16 May 2002 -- Although it did report its results for the financial year to end-March, Marconi did not present its revised business plan on 16 May as previously intended.
According to chief executive Mike Parton, Marconi plc's restructuring discussions with its banks and bondholders have entered a new phase, so the parties agreed to withhold related information. However, observers say that holders of Marconi's £1.8bn of bonds are likely to swap their debt by giving shares to the banks, which are owed £2.1bn.
For the year to end-March Marconi made an operating loss of £463m (compared to a profit of £754m a year ago). However, it also wrote off £5bn from the value of businesses acquired during the dot.com boom.
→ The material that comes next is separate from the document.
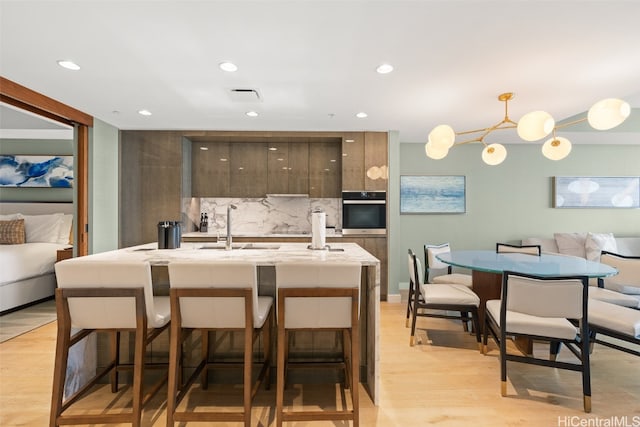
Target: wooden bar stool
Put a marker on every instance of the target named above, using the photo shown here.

Nevertheless, targets for end-March -- set by the new management team's Operational Review last September -- have been met. These include:
- re-organising into a Core network communications business (Network Equipment and Network Services) and a non-core Capital business (including the transferred Mobile Division), realising cash proceeds from disposals of over £1.5bn;
- reducing debt from £4.4bn to £2.7-3.2bn; and
- reducing the annualised operating expense run-rate in the Core business from £1.4bn to £1bn.
Also, after a strategic review, it began in January to further reduce operating expense run-rate to £870m by March 2003.
Sales for the year to end-March were £4.6bn (down 34%):
- Core business £3.1bn (down 34%), including £737m from Optical Networks (down 48% due to a drop in SDH sales to incumbents, though partly offset by a doubling of DWDM sales); Capital business £908m (£1.2bn);
- EMEA £2.46bn (down 34%, mainly Optical Networks), North America £1.52bn (down 37%), Central and Latin America £237m (down 2%), and Asia-Pacific £351m (down 25%).
Orders for the Core business were £2.83bn (down 36%). This reflected a reduction in the sales cycle as operators focus on short payback on investments, particularly for Optical Networks due to the absence of orders for major new network build projects and the increased proportion of short-term network in-fill orders.
Of the order backlog, Network Services accounted for over 40% (due to long-term maintenance and turnkey project contracts), Network Equipment just 24% (worst affected by reductions in capital expenditure by many of the UK's second operators and lower sales to British Telecom), and Mobile the remainder.
Marconi has also announced a planned initial public offering (IPO) of its Strategic Communications business.